I looked up at him and asked, "How do you know?"
He did not answer, other than to say, "These things will come to you in time." Then without another word he turned and walked away.
I turned in the opposite direction and headed back towards home, my curiosity about the mysterious gray-eyed man already fading in comparison to my sudden intense hope that I might soon again bump into that cute little girl whose name I did not know.
And I did, of course. She and the gray-eyed man would both become important cast members in the story of my life. But that is a story for another time...
(Copyright 2014 by John Allen Small)
In : A Story A Week
Tags: fiction
John A. Small is an award-winning newspaper journalist, columnist and broadcaster whose work has been honored by the Oklahoma Press Association, the Society of Professional Journalists, the Associated Press, the National Newspaper Association, and the Oklahoma Education Association. He and his wife Melissa were married in 1986; they have two sons, Joshua Orrin (born 1991) and William Ian (born 1996).

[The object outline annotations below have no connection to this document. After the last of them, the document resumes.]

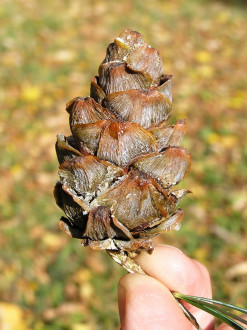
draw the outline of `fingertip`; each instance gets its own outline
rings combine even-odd
[[[169,245],[158,245],[152,255],[142,253],[137,259],[144,271],[171,291],[189,295],[211,296],[210,276],[198,261]]]
[[[121,329],[191,329],[171,292],[147,275],[128,274],[118,286]]]

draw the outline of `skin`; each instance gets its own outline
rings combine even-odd
[[[137,262],[149,274],[127,274],[119,281],[118,303],[121,330],[194,329],[170,291],[211,298],[207,269],[182,251],[165,245],[152,255],[142,253]],[[214,329],[213,316],[186,305],[203,330]],[[217,330],[229,330],[222,324]]]

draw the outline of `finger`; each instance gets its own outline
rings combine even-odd
[[[212,296],[207,269],[174,247],[158,245],[152,255],[142,253],[137,262],[148,275],[159,280],[171,291],[206,298]],[[211,315],[191,305],[185,305],[203,329],[212,328]]]
[[[128,274],[118,287],[122,330],[191,330],[192,326],[171,292],[156,279]]]
[[[244,315],[240,315],[240,317],[242,318],[242,319],[244,319],[244,320],[246,320],[247,321],[247,315],[246,314],[244,314]],[[239,321],[238,321],[239,322]],[[246,324],[244,324],[244,323],[242,323],[242,322],[239,322],[242,326],[246,326]],[[225,324],[225,323],[222,323],[218,328],[217,328],[217,330],[231,330],[232,329],[232,327],[230,327],[230,325],[227,325],[227,324]]]

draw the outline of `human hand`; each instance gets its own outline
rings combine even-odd
[[[118,302],[122,330],[194,329],[170,291],[211,298],[207,269],[182,251],[166,245],[152,255],[142,253],[137,262],[149,274],[127,274],[119,281]],[[203,330],[214,329],[210,314],[185,303]],[[231,329],[221,325],[218,330]]]

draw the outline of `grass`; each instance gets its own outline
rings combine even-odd
[[[183,185],[193,194],[181,202],[180,231],[159,242],[209,268],[215,299],[246,306],[247,274],[227,276],[247,254],[243,6],[3,1],[0,301],[20,308],[19,324],[37,330],[118,327],[116,287],[124,271],[59,231],[52,190],[56,134],[69,134],[65,103],[89,94],[106,46],[126,27],[159,49],[165,72],[174,74],[170,122],[188,123],[184,145],[193,163]]]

Mr. Small is the News Editor and columnist for the Johnston County Capital-Democrat, a weekly newspaper headquartered in Tishomingo, OK. He obtained his nickname, "Bard of the Lesser Boulevards," from a journalism colleague - the late Phil Byrum - in recognition of the success of his popular newspaper column, "Small Talk." (In addition to the many awards the column itself has received over the years, a radio version of "Small Talk" earned an award for "Best Small Market Commentary" from the Society of Professional Journalists in 1998.)
John was born in Oklahoma City in 1963; lived in the Bradley-Bourbonnais-Kankakee area of Illinois for most of the next 28 years (with brief sojourns in Texas and Athens, Greece, thrown in to break up the monotony); then returned to his native state in 1991, where he currently resides in the Tishomingo/Ravia area. He graduated from Bradley-Bourbonnais Community High School in 1981, and received his bachelor's degree in journalism from Olivet Nazarene University in Bourbonnais in 1991. The years between high school and college were a period frought with numerous exploits and misadventures, some of which have become the stuff of legend; nobody was hurt along the way, however, which should count for something.
In addition to his professional career as a journalist he has published two short story collections: "Days Gone By: Legends And Tales Of Sipokni West" (2007), a collection of western stories; and "Something In The Air" (2011), a more eclectic collection. He was also a contributor to the 2005 Locus Award-nominated science fiction anthology "Myths For The Modern Age: Philip Jose Farmer's Wold Newton Universe," edited by Win Scott Eckert. In additon he has written a stage play and a self-published cookbook; served as project editor for a book about the JFK assassination entitled "The Men On The Sixth Floor"; and has either published or posted on the Internet a number of essays, stories and poems.
He has also won writing awards from the Veterans of Foreign Wars and the National Library of Poetry. He is a past president of the Johnston County Chamber of Commerce in Tishomingo; was a charter member and past president of the Johnston County Reading Council, the local literacy advocacy and "friends of the library" organization; served as Johnston County's first-ever Americans with Disabilities Act coordinator in 1994-95; served two terms as chairman of the Johnston County (OK) Democratic Party; and has taught journalism classes for local Boy Scout Merit Badge Fairs. He is a member of the New Wold Newton Meteorics Society.